Although Les Blank is not a household name, many artists and critics agree that his cinematic legacy will live longer into the future than those of more famous directors and photographers.

Les Blank. (Yes, that's a Shiner Beer label on his camera.)

Les Blank. (Yes, that’s a Shiner Beer label on his camera.)

To call him an ethnographic filmmaker or a documentarian of folk cultures is not exactly right. I mean, it just sounds a little too stuffy and academic. Blank did seek out elements of the regional/marginal cultures around him, and the dozens of films that he made between the 1960s and 2000s do often capture events and traditions that have all but evaporated in homogenized America. But he really just photographed things he loved–especially good music, dance, and food–and the passionate people involved in them. Les Blank films are too intimate, poetic, well observed, freely photographed, and lovingly crafted to fit the mold of documentary norms. And they’re too much fun.

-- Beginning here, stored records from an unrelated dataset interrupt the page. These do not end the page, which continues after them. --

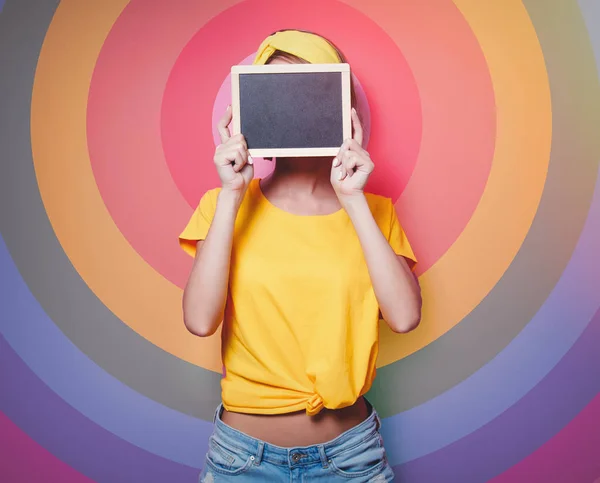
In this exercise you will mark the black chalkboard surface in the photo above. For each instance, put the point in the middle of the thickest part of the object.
(292, 109)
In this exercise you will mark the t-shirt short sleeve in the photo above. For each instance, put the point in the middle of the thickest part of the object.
(397, 238)
(197, 227)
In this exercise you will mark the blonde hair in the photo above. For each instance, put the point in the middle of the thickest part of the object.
(280, 54)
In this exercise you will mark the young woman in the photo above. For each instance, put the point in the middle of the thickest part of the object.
(299, 267)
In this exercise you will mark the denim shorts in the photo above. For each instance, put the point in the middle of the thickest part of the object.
(357, 455)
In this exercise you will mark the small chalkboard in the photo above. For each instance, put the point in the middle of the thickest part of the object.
(292, 109)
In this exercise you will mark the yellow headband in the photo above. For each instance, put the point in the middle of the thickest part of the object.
(309, 47)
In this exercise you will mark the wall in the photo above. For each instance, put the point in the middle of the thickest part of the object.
(484, 121)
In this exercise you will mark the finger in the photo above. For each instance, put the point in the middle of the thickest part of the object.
(358, 130)
(239, 139)
(239, 162)
(241, 158)
(343, 149)
(247, 172)
(223, 124)
(350, 163)
(353, 146)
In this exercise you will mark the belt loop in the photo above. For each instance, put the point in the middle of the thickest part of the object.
(259, 453)
(377, 420)
(323, 456)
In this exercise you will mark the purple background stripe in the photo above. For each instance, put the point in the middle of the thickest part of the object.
(92, 391)
(72, 437)
(524, 427)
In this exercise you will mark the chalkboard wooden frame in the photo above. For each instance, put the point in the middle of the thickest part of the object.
(278, 69)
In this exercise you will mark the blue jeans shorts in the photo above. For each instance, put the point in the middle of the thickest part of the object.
(356, 455)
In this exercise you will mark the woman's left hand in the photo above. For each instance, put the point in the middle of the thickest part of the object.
(352, 166)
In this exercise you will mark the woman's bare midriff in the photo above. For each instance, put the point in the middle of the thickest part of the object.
(298, 429)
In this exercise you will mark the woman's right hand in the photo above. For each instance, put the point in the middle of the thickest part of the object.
(233, 162)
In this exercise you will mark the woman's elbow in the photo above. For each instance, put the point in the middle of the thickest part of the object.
(406, 320)
(405, 324)
(199, 327)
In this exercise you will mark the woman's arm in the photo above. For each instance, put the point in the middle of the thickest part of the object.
(396, 289)
(395, 286)
(205, 293)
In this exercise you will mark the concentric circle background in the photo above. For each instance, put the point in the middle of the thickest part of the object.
(484, 127)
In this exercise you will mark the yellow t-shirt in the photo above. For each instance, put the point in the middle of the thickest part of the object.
(300, 329)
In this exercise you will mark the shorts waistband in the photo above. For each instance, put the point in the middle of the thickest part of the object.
(300, 455)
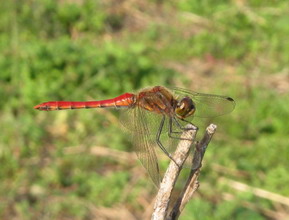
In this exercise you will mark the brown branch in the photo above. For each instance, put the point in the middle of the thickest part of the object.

"The Blues Accordin' to Lightnin' Hopkins" by Les Blank, 1969.

The Blues Accordin’ to Lightnin’ Hopkins, Les Blank, 1969.

Like the filmmaker himself, his films are casual, lively yet soft-spoken, sympathetic, subtly enlightening, and often funny. Blank’s love for his subjects and their total comfort with him are so apparent and contagious that fans of his work were deeply, personally affected by the news of his passing this spring. We all felt as if we’d lost a friend. Since then, public and private tribute screenings have been popping up around the world revisiting his joyous, flickering film essays on the virtues of garlic and gaptoothed women and polka music, and his portraits of creative characters ranging from Houston bluesman Lightnin’ Hopkins to eccentric filmmaker Werner Herzog.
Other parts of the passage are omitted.